Em Branca de Neve, a vaidade se confunde com feitiçaria. Em Cinderella, a crueldade nasce do orgulho. No desenho de 1950, o pai viúvo da protagonista se casa novamente para dar uma “família” à filha, mas morre logo depois. A madrasta então se revela quase diabólica (o gato, chamado Lúcifer, não é coincidência). Por puro capricho e inveja, transforma Cinderella em serva, impedindo-a de sonhar com o amor — ou, simbolicamente, com a liberdade.
Perrault descreveu Lady Tremaine como “a mulher mais orgulhosa e arrogante que já existiu”, com filhas “iguais a ela em tudo”. Já Cinderella era “a melhor criatura do mundo”, herdeira das virtudes da mãe. Na história original, a madrasta mostra imediatamente suas “verdadeiras cores”, odiando as qualidades que expõem as falhas das próprias filhas. O pai, “governado pela mulher”, assiste aos maus-tratos em silêncio. A moral de Perrault era clara: diante das adversidades, a nobreza interior vence a maldade.

A complexidade trazida por Cate Blanchett
Foi preciso uma atriz do porte de Cate Blanchett para dar a Lady Tremaine camadas mais humanas. No filme de 2015, quando Cinderella a confronta, a madrasta revela que seu primeiro casamento foi por amor, mas, viúva e vulnerável, precisou se casar novamente por segurança e status.

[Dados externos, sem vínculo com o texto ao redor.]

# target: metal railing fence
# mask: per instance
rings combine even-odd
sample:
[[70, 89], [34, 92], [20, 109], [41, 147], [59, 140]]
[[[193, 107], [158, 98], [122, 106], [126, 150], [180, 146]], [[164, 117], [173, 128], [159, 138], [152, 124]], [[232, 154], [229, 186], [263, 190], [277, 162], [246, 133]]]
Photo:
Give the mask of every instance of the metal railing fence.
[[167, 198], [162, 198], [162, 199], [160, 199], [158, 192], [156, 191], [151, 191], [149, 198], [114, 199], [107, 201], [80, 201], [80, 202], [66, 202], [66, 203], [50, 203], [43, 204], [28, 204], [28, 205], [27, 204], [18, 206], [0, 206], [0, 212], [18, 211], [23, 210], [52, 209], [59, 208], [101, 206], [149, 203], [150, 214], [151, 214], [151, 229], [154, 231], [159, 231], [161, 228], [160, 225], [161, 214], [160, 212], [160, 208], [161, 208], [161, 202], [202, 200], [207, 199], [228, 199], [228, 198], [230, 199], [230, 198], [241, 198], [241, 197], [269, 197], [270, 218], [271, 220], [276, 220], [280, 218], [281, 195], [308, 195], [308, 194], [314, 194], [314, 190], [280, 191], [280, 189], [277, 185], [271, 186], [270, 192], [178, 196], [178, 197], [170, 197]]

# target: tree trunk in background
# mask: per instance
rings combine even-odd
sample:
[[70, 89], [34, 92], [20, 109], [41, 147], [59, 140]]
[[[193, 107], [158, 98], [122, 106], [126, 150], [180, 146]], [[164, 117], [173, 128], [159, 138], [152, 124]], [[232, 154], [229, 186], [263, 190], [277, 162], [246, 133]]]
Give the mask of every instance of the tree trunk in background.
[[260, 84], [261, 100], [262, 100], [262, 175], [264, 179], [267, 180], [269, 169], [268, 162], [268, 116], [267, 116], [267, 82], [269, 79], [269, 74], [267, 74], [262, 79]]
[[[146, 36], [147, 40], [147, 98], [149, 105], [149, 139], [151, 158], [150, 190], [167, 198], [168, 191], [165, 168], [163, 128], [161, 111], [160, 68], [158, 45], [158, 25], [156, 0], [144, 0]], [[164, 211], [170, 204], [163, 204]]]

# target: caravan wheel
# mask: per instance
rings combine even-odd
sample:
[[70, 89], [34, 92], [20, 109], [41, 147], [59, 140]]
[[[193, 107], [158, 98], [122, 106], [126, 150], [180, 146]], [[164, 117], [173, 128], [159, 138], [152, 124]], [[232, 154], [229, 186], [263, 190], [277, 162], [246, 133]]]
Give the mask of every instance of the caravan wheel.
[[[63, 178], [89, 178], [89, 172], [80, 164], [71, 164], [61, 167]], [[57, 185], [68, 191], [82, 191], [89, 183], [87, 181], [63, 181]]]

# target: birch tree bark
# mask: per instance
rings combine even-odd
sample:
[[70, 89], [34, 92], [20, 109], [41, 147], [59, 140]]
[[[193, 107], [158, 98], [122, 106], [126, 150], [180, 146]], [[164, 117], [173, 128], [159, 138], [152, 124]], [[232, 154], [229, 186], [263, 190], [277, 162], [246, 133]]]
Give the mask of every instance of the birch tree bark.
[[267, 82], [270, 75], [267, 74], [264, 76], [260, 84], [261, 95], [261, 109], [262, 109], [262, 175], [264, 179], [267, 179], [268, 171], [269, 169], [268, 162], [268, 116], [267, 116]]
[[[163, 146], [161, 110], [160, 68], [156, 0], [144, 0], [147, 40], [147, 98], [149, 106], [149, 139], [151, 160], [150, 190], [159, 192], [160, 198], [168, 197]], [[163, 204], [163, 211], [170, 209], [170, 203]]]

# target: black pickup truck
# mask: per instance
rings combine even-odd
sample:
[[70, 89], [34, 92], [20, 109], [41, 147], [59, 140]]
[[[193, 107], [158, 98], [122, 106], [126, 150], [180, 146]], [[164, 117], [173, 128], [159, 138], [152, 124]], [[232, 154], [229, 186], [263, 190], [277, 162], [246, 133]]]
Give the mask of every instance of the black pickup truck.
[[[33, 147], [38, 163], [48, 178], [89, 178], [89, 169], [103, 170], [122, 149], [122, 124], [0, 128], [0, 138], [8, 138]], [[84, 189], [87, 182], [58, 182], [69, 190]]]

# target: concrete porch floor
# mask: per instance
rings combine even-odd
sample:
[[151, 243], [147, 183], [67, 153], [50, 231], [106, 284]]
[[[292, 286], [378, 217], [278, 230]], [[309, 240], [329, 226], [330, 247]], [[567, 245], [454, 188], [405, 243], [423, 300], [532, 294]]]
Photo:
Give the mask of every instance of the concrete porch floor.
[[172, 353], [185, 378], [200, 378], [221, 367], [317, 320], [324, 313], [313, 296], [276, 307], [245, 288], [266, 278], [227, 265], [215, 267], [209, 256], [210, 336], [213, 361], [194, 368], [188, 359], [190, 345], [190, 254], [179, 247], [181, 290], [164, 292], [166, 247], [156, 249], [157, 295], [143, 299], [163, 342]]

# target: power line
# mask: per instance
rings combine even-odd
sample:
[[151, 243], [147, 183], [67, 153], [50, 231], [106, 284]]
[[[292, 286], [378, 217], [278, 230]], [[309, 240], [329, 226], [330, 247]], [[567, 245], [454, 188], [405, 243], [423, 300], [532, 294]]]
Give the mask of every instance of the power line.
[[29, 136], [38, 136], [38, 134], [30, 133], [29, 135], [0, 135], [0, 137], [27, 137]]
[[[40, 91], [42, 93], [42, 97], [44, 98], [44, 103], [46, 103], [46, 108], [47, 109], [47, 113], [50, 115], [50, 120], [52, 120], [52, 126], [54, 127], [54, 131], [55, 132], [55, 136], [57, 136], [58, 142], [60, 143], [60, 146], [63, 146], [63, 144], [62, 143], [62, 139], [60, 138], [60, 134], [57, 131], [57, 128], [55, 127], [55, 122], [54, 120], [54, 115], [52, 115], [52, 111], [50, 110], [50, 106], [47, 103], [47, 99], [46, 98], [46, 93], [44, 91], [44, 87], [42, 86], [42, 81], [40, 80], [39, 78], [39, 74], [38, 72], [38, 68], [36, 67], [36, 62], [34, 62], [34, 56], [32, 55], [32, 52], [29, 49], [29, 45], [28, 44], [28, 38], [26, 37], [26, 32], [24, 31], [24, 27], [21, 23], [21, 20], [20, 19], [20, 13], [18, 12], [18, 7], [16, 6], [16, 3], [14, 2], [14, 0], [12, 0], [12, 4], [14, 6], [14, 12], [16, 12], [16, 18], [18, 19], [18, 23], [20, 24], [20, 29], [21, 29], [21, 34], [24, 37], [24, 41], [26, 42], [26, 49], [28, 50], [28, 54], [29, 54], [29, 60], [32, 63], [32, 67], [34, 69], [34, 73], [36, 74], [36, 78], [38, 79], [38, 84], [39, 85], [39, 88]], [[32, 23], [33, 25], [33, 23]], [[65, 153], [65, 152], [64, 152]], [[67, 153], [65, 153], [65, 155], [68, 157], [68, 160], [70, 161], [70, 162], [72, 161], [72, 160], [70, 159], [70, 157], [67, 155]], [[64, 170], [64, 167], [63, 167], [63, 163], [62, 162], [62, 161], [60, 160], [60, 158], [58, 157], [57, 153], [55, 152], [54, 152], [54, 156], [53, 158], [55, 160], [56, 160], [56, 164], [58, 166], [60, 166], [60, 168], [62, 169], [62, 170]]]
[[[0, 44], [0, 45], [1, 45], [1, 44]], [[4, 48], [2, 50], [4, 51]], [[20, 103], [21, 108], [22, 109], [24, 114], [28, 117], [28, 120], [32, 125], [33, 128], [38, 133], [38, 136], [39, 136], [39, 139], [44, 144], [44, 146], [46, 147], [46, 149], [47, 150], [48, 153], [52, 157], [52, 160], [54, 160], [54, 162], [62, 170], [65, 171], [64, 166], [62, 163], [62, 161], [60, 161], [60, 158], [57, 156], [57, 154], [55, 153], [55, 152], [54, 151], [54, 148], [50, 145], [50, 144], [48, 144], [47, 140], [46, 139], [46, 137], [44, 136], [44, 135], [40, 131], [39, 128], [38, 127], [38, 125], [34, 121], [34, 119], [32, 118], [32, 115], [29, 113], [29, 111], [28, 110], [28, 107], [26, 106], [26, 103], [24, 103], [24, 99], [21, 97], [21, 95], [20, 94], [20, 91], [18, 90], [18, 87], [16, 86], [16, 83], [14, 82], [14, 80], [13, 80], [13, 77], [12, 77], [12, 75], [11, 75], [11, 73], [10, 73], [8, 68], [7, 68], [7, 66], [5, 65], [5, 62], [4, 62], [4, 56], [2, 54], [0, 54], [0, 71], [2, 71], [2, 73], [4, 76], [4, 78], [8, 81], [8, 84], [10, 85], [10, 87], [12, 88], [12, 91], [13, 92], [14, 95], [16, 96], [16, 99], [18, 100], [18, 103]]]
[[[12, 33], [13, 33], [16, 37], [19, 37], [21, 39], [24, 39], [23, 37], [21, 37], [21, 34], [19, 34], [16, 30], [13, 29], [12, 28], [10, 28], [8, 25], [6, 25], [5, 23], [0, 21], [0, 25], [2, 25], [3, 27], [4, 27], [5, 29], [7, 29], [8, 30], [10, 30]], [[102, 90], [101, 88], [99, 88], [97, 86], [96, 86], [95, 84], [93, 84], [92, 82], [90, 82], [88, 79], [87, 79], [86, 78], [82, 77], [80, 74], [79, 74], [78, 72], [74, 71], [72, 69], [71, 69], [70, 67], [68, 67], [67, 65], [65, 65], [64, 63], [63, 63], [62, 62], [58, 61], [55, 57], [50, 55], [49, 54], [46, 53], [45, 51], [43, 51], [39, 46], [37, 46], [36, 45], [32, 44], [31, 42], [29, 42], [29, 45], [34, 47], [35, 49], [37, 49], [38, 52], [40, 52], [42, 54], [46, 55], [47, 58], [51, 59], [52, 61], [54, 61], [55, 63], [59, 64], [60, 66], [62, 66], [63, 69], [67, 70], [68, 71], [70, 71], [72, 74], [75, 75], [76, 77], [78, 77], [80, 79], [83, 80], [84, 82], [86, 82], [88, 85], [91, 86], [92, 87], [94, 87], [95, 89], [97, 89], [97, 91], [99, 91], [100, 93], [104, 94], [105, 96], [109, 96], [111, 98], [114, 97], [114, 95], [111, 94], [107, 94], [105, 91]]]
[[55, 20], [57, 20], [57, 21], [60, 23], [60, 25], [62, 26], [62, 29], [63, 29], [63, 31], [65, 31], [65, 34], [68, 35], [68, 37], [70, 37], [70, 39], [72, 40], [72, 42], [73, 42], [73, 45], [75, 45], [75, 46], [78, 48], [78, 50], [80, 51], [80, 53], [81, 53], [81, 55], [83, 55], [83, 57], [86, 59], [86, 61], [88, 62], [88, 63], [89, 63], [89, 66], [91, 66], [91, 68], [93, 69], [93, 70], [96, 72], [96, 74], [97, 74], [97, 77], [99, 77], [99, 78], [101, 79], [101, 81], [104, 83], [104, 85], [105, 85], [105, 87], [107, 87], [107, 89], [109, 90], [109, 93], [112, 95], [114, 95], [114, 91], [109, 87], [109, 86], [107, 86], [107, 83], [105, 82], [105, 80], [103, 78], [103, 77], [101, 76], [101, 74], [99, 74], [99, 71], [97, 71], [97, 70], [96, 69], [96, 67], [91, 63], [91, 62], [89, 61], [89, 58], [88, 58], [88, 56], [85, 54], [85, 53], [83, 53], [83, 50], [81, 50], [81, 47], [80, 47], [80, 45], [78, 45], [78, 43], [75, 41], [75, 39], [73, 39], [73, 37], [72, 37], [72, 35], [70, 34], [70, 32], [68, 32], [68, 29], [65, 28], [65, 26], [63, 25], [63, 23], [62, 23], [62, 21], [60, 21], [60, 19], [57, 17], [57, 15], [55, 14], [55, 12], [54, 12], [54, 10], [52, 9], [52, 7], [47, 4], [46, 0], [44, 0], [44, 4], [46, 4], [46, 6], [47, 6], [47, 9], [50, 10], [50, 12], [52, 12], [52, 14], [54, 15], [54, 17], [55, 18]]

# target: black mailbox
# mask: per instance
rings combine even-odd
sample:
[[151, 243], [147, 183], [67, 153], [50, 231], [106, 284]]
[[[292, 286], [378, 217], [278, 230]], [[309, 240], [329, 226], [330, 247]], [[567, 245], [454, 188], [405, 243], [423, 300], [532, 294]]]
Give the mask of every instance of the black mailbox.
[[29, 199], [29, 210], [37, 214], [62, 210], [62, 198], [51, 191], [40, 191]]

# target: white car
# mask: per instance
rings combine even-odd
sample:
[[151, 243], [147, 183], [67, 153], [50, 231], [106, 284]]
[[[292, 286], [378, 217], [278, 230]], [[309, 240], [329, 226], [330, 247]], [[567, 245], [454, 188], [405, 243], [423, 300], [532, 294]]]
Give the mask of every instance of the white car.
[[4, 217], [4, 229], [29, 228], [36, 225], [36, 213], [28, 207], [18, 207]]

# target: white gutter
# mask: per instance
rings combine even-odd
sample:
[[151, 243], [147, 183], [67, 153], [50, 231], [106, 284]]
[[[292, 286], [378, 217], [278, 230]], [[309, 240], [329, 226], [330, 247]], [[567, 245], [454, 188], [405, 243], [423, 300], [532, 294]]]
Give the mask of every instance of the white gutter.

Ao perceber que o novo marido não a amava — e que o amor dele ainda pertencia à falecida esposa e à filha —, nasceu o ciúme, o orgulho e, por fim, a crueldade.
Essa justificativa dá profundidade à personagem, mas mantém o mesmo dilema: a ideia de que a rivalidade feminina leva à maldade. É um passo à frente, mas ainda distante da empatia que Malévola conseguiu.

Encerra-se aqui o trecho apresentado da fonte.